Ben liseye başladıktan sonra "Yel, gel bakalım nasıl çözersin bu soruları?" diye beni çağırırdı. Hemen koşup giderdim. Soruyu çözersem gurur duyar,"bak şuradaki detayı kaçırmadın" gibi bir cümle söylerdi. Eğer çözemezsem de hemen bir ipucu verirdi. Sürekli aklına bir soru gelme olasılığı ile o kağıtlar - kalemler hem eşlikçisi olurdu gömlek cebinde.

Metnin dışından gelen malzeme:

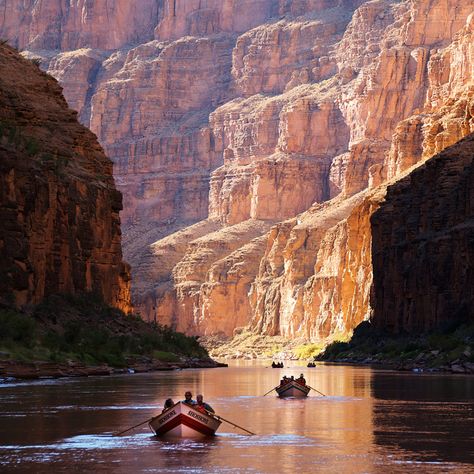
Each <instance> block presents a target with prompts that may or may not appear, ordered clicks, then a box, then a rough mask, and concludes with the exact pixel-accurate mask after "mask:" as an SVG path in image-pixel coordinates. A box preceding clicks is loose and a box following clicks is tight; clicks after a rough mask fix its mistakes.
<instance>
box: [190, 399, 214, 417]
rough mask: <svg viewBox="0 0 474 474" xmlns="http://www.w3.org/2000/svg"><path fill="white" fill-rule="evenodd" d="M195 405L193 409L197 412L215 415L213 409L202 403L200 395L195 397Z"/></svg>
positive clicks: (211, 407) (210, 405)
mask: <svg viewBox="0 0 474 474" xmlns="http://www.w3.org/2000/svg"><path fill="white" fill-rule="evenodd" d="M196 400H197V404H196V406H195V407H194V408H196V409H197V410H199V411H200V412H202V413H206V412H210V413H215V411H214V409H213V408H212V407H211V405H209V404H207V403H205V402H204V401H203V398H202V395H198V396H197V397H196Z"/></svg>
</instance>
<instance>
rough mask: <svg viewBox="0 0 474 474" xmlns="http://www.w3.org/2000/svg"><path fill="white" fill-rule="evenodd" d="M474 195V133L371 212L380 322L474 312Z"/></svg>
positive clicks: (440, 319) (460, 141) (374, 315)
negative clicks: (473, 197)
mask: <svg viewBox="0 0 474 474" xmlns="http://www.w3.org/2000/svg"><path fill="white" fill-rule="evenodd" d="M473 196H474V135H470V136H469V137H468V138H465V139H464V140H461V141H460V142H458V143H457V144H456V145H453V146H451V147H449V148H447V149H445V150H444V151H443V152H441V153H440V154H439V155H437V156H435V157H434V158H432V159H430V160H429V161H428V162H426V163H425V164H424V165H423V166H421V167H419V168H418V169H416V170H415V171H413V172H412V173H411V174H410V175H409V176H407V177H406V178H404V179H402V180H400V181H398V182H397V183H396V184H394V185H392V186H390V187H389V188H388V190H387V194H386V197H385V200H384V201H383V202H382V203H381V204H380V207H379V209H378V210H377V211H376V212H375V213H374V214H373V216H372V219H371V224H372V225H371V227H372V255H373V257H372V262H373V274H374V291H373V308H374V315H373V323H374V324H375V325H376V326H377V327H380V328H383V329H386V330H389V331H392V332H396V333H398V332H401V331H407V332H419V331H426V330H430V329H433V328H435V327H439V326H442V325H443V324H447V323H448V324H449V322H451V321H453V320H454V321H455V320H458V321H459V320H471V321H472V320H474V272H473V260H474V245H473V243H474V200H473Z"/></svg>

Üniversite sınavlarının ertesi günlerini hatırlıyorum, o zaman ÖSS, ÖYS derdik.. Koşup biz gazeteyi alırdık, babam bütün matematik sorularını tek tek çözerdi, soru iptal edilmeliyse söylerdi. Hele kendi o A4 kağıtlara yazdığı sorulara benzeyen, bazen de sayılarına kadar aynı olan sorular olurdu. Kıvırdığı gazeteyi ve kendi yazdığı soruyu sessizce bizim önümüze koyardı. En büyük tutkusuydu matematik... Kesirler, trigonometri, integral, geometri, olasılık, kombinezon, OKEK, OBEB o zamanki halleriyle... hepsi.. ben onlarla büyüdüm. Bayılırdım onun o güzel parmaklarıyla yazdığı sekize, ona böldüğü A4 kağıdındaki soruları hatasız çözmeye. Yeşil gözlerindeki gururu yakalamaya... Matematikte en iyi olursam, en gurur duyulacak çocuk olurum sanıyordum. En gurur duyulacak insan....
Sonra büyüdüm... büyüdüm... bir daha büyüdüm. Birlikte grçirdiğimiz zamanlar azaldı.

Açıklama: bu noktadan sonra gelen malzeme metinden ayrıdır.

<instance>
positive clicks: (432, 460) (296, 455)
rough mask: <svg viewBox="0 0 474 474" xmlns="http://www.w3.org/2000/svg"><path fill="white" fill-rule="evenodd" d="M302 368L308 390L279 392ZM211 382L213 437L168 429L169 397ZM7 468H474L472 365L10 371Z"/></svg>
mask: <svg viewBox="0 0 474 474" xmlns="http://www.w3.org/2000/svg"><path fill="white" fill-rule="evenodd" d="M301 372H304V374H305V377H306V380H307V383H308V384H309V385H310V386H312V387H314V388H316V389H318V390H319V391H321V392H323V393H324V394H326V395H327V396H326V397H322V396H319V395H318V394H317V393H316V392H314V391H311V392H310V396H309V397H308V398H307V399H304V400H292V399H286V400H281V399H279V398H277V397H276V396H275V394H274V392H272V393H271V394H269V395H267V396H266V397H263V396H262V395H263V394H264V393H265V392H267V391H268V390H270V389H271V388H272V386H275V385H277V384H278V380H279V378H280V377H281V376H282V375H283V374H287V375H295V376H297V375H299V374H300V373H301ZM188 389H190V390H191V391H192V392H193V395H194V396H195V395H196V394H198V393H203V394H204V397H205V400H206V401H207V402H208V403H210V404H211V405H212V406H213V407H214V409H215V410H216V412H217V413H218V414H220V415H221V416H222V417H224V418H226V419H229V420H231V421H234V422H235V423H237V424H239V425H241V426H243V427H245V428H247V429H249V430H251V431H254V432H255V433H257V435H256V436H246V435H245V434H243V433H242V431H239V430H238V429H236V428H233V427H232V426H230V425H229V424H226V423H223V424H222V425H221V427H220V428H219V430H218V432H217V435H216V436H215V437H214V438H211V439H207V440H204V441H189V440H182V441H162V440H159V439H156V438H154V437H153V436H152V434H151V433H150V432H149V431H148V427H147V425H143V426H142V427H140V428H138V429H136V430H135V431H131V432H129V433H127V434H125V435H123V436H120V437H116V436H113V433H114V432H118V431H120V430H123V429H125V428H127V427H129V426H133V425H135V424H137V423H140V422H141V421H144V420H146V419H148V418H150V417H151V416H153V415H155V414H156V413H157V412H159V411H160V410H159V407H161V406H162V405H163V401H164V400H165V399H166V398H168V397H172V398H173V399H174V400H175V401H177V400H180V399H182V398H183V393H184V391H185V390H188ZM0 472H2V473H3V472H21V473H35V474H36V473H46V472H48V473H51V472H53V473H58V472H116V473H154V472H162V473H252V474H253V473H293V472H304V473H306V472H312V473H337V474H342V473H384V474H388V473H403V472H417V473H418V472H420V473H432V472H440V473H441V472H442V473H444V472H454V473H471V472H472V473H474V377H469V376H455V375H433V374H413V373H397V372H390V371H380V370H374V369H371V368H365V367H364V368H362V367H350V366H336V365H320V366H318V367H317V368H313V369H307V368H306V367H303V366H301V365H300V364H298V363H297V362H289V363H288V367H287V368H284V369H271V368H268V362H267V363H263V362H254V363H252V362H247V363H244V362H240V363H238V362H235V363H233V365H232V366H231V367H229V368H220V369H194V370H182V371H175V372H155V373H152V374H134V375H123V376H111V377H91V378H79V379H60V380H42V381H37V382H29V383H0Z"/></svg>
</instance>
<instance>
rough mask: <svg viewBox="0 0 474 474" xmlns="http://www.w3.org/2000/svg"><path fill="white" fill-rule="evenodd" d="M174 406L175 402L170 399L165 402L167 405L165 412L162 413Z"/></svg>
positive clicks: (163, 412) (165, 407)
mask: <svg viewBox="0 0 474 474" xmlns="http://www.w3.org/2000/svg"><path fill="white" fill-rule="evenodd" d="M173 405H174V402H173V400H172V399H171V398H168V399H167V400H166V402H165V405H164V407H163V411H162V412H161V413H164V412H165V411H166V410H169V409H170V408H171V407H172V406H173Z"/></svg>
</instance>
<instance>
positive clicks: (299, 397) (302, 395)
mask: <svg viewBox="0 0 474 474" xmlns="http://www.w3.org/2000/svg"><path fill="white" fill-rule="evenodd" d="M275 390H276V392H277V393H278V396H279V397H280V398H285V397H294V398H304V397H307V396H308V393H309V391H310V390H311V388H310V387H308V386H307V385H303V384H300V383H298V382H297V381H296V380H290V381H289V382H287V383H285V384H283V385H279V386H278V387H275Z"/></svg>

En büyük pişmanlığımdır; belli bir rutinde baba - kız çıkmalarımız olsaydı... Kah Türk kahvesi içseydik o günlerde, kah rakı - balık yapsaydık. Bol bol konuşsaydık...
Bir gün annem dedi ki, "baban çok zayıflıyor"... Ben kondurmadım bir şey, "az yiyor bugünlerde ondandır, e ama. bi doktora gidin tabii" dedim. Annemin zoruyla yaptığı doktor ziyaretleri (hiç sevmezdi doktora gitmeyi) mecburen peşi sıra takip etti. Anjiyolar, ek tetkikler, lenften parça almak için operasyonlar.. Hepsi bi taraftan. Hiç sevemedi o günleri, hiç.. 3-4 ay önce emekli olan babam hasta olduğunu anladı.. Güya biz söylemiyorduk, ne fayda... Neyi saklıyorduk ki...

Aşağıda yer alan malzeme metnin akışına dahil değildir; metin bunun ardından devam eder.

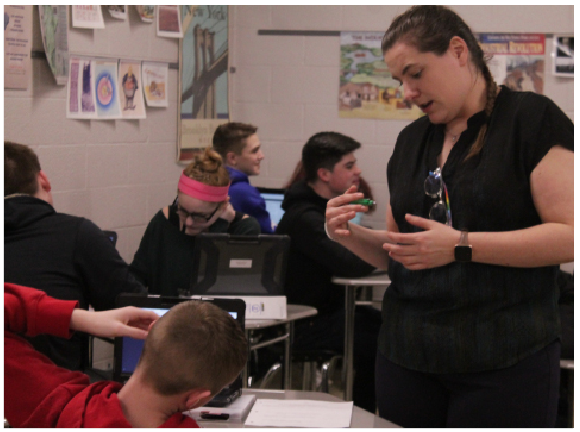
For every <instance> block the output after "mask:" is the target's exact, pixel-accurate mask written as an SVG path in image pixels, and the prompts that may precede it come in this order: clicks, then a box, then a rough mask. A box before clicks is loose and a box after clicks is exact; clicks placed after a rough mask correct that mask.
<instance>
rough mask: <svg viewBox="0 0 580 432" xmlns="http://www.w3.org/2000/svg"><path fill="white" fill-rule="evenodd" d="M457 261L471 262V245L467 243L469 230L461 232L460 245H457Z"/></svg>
mask: <svg viewBox="0 0 580 432" xmlns="http://www.w3.org/2000/svg"><path fill="white" fill-rule="evenodd" d="M455 261H457V262H471V245H470V244H469V243H467V230H462V231H461V236H460V237H459V244H456V245H455Z"/></svg>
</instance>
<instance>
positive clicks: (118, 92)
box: [93, 61, 121, 119]
mask: <svg viewBox="0 0 580 432" xmlns="http://www.w3.org/2000/svg"><path fill="white" fill-rule="evenodd" d="M94 64H95V71H94V73H95V85H94V87H93V88H94V89H95V96H96V100H97V116H98V118H102V119H112V118H121V107H120V103H119V91H118V84H117V62H106V61H95V62H94Z"/></svg>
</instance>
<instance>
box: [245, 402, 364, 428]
mask: <svg viewBox="0 0 580 432" xmlns="http://www.w3.org/2000/svg"><path fill="white" fill-rule="evenodd" d="M352 408H353V403H352V402H326V401H315V400H277V399H258V400H257V401H256V403H255V404H254V407H253V408H252V411H250V414H249V415H248V418H247V419H246V423H245V425H246V426H267V427H324V428H339V427H349V426H350V421H351V418H352Z"/></svg>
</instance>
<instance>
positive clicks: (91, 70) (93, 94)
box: [66, 57, 97, 119]
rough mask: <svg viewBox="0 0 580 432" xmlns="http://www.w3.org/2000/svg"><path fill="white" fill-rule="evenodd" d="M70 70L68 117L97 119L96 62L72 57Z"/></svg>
mask: <svg viewBox="0 0 580 432" xmlns="http://www.w3.org/2000/svg"><path fill="white" fill-rule="evenodd" d="M69 70H70V73H69V81H68V86H67V96H66V117H67V118H76V119H90V118H97V108H96V105H97V101H96V97H95V90H94V87H95V65H94V61H93V60H91V59H84V58H77V57H71V58H70V67H69Z"/></svg>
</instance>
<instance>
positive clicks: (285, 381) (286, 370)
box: [284, 322, 294, 390]
mask: <svg viewBox="0 0 580 432" xmlns="http://www.w3.org/2000/svg"><path fill="white" fill-rule="evenodd" d="M285 326H286V334H287V335H288V337H287V338H286V340H285V341H284V390H290V386H291V385H292V363H291V361H290V360H291V358H292V357H291V355H290V350H291V349H292V347H291V345H290V344H291V342H292V340H293V339H294V335H293V334H292V332H293V329H294V326H293V325H292V323H290V322H287V323H286V324H285Z"/></svg>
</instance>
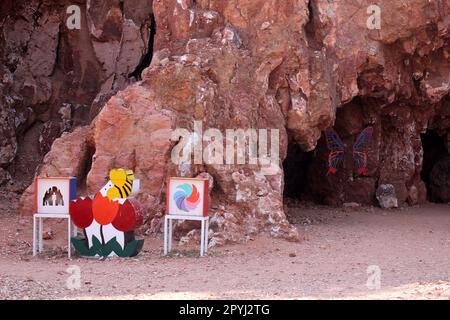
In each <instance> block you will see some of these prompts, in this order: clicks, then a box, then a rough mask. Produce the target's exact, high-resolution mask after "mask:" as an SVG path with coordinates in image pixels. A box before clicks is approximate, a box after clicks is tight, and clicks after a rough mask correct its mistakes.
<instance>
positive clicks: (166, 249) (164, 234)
mask: <svg viewBox="0 0 450 320" xmlns="http://www.w3.org/2000/svg"><path fill="white" fill-rule="evenodd" d="M167 232H168V230H167V215H166V216H165V217H164V255H167V246H168V243H167V241H168V239H167V237H168V234H167Z"/></svg>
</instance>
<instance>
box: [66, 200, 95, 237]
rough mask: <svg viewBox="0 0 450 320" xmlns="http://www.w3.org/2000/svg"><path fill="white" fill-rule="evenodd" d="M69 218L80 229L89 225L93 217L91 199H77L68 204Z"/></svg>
mask: <svg viewBox="0 0 450 320" xmlns="http://www.w3.org/2000/svg"><path fill="white" fill-rule="evenodd" d="M69 213H70V218H71V219H72V221H73V223H74V224H75V225H76V226H77V227H78V228H81V229H84V228H87V227H89V226H90V225H91V223H92V220H94V216H93V215H92V199H91V198H89V197H88V198H85V199H77V200H74V201H71V202H70V204H69Z"/></svg>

Ölümünden haftalar öncesini geliyor gözümün önüne. Odasında o yeşil gözleri dalmış gitmiş, oturuyor. Ve ben panik olup ne diyeceğimi, yanında nasıl duracağımı hiç bilemedim.
Oysa şimdi diyorum ki, keşke ona onu ne kadar çok sevdiğimi defalarca söyleseydfim. Zayıflayan o vücuduna defalarca sımsıcak sarılsaydım.. Ona anılarımızı anlatsaydım, ona sorular sorsaydım, onu dinleseydim.
Ama. o dönem ben kalakaldım.. Onu odasında bırakıp annemin yanına mutfağa koştum, ağladım... O sustu, ben sustum.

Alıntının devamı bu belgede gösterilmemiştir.